Personal information
- Date of birth: December 18, 1978 (age 47)
- Place of birth: Mexico City, Mexico
- Height: 5 ft 9 in (1.75 m)
- Position(s): Midfielder; forward;

Youth career
- Citrus College

Senior career*
- Years: Team / Apps / (Gls)
- 1997: Valley Golden Eagles /  / (1)
- 1998: MLS Pro 40 / 3 / (0)
- 1999: Tampa Bay Mutiny / 1 / (0)
- 1999: → MLS Pro 40 (loan) / 1 / (0)

= Cesar Alvarado =

Mexican footballer (born 1978)

Cesar Alvarado (born 18 December 1978) is a Mexican former professional football midfielder who played for the Tampa Bay Mutiny in Major League Soccer.

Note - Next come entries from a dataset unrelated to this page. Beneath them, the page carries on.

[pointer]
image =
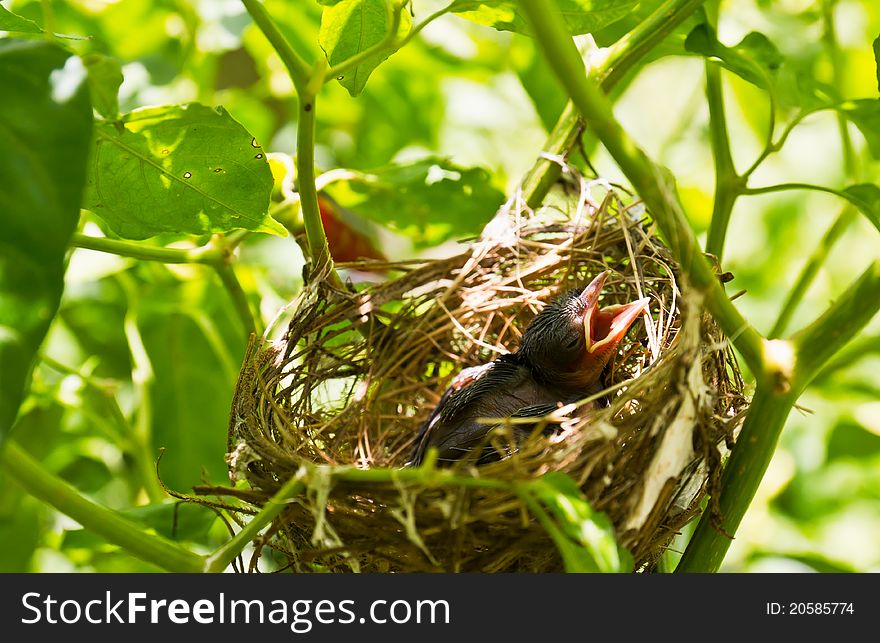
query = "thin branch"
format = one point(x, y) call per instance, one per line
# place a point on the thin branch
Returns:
point(811, 269)
point(804, 357)
point(849, 313)
point(297, 68)
point(209, 254)
point(622, 56)
point(725, 172)
point(740, 481)
point(54, 491)
point(322, 265)
point(239, 297)
point(388, 42)
point(226, 553)
point(424, 23)
point(783, 187)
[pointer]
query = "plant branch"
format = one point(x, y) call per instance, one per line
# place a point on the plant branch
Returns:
point(811, 269)
point(97, 518)
point(818, 342)
point(424, 23)
point(653, 184)
point(389, 41)
point(622, 56)
point(209, 254)
point(783, 187)
point(238, 296)
point(804, 357)
point(742, 476)
point(726, 180)
point(225, 554)
point(142, 377)
point(297, 68)
point(307, 82)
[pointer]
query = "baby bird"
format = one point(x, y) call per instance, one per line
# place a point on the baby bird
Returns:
point(564, 350)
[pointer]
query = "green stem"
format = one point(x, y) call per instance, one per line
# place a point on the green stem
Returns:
point(239, 297)
point(223, 556)
point(622, 56)
point(307, 84)
point(806, 355)
point(296, 66)
point(142, 377)
point(425, 475)
point(305, 179)
point(103, 521)
point(48, 19)
point(424, 23)
point(811, 269)
point(851, 353)
point(726, 179)
point(389, 41)
point(209, 254)
point(829, 37)
point(783, 187)
point(740, 481)
point(851, 311)
point(652, 183)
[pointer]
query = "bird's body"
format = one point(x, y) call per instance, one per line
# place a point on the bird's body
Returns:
point(561, 359)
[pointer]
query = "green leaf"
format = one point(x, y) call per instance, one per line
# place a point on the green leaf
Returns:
point(580, 16)
point(11, 22)
point(865, 114)
point(353, 26)
point(181, 169)
point(866, 197)
point(592, 545)
point(105, 77)
point(45, 127)
point(755, 59)
point(430, 200)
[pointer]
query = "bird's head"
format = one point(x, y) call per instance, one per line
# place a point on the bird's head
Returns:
point(571, 340)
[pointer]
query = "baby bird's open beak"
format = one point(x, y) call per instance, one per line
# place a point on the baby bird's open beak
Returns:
point(604, 328)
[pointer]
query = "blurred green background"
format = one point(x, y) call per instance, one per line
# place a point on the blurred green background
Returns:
point(145, 355)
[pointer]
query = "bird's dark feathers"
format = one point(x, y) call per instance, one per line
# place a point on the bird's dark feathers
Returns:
point(502, 372)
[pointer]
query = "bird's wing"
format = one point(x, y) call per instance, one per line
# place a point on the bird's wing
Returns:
point(470, 384)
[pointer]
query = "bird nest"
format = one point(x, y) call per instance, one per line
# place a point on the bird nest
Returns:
point(344, 391)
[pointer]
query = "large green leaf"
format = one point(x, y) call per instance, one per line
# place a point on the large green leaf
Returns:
point(876, 47)
point(587, 540)
point(45, 127)
point(430, 200)
point(580, 16)
point(11, 22)
point(181, 169)
point(353, 26)
point(754, 59)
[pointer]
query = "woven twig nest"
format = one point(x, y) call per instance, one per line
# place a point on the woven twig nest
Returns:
point(355, 374)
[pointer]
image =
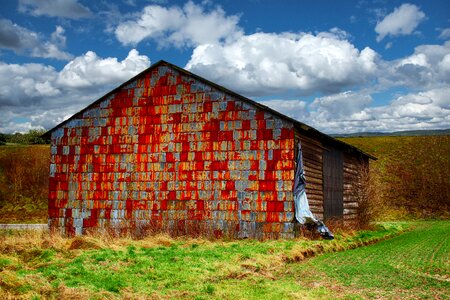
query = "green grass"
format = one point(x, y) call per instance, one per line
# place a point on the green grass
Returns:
point(412, 265)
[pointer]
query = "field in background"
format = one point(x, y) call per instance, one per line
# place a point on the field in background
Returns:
point(24, 183)
point(409, 179)
point(412, 265)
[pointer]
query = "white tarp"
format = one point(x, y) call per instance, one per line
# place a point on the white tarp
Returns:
point(302, 212)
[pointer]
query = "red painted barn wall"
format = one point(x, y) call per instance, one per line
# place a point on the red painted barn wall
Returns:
point(169, 152)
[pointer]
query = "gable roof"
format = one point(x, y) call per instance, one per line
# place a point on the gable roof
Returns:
point(302, 127)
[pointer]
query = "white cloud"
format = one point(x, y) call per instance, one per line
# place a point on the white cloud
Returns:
point(349, 112)
point(427, 68)
point(264, 63)
point(340, 106)
point(70, 9)
point(402, 21)
point(189, 25)
point(295, 109)
point(22, 40)
point(36, 95)
point(445, 34)
point(90, 70)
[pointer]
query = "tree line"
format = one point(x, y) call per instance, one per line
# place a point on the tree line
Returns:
point(32, 137)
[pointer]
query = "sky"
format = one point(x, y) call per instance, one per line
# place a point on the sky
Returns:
point(339, 66)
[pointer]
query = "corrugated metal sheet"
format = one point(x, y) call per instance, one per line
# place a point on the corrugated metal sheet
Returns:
point(168, 152)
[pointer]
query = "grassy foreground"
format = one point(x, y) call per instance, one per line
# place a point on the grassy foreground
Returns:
point(414, 264)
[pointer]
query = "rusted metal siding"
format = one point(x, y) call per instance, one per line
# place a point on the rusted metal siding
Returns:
point(168, 152)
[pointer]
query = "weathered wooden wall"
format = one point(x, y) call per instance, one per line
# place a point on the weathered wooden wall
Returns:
point(313, 165)
point(171, 153)
point(354, 172)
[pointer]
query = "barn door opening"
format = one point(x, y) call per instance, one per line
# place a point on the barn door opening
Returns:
point(333, 186)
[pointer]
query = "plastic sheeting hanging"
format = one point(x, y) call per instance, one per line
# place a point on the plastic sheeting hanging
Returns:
point(302, 212)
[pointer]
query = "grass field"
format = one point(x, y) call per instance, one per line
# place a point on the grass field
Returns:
point(411, 175)
point(412, 265)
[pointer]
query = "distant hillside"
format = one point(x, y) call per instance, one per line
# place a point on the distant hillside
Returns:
point(411, 175)
point(396, 133)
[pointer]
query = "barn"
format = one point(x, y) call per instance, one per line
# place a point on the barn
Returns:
point(171, 151)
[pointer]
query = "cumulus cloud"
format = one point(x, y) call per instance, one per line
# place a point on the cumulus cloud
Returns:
point(402, 21)
point(296, 109)
point(24, 41)
point(189, 25)
point(350, 112)
point(43, 96)
point(428, 67)
point(90, 70)
point(70, 9)
point(265, 63)
point(445, 34)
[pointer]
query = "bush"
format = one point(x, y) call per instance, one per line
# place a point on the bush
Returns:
point(410, 177)
point(24, 182)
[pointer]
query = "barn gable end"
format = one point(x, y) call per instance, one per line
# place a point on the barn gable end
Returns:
point(170, 151)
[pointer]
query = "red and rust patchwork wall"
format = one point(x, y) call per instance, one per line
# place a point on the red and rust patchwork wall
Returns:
point(170, 152)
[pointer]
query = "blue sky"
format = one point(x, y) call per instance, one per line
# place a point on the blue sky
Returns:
point(340, 66)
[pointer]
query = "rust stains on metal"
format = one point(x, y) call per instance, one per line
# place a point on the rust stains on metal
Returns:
point(169, 152)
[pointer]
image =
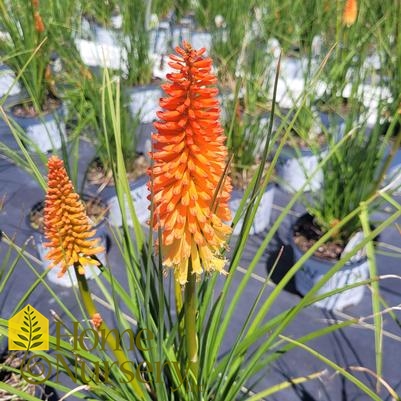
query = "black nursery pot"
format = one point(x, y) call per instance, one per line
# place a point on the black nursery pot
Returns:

Alvarado graduated from the American Global Soccer School. He attended the Cal Poly Pomona University and played for the Valley Golden Eagles of the USISL. On February 1, 1998, the Los Angeles Galaxy selected Alvarado in the second round (eighteenth overall) of the 1998 MLS Supplemental Draft. The Galaxy released him in the pre-season. That season, he played three games with MLS Pro 40. On February 25, 1998, the Tampa Bay Mutiny signed Alvarado.

Cesar, concluded his education in 2007 with a Major in Mechanical Engineering.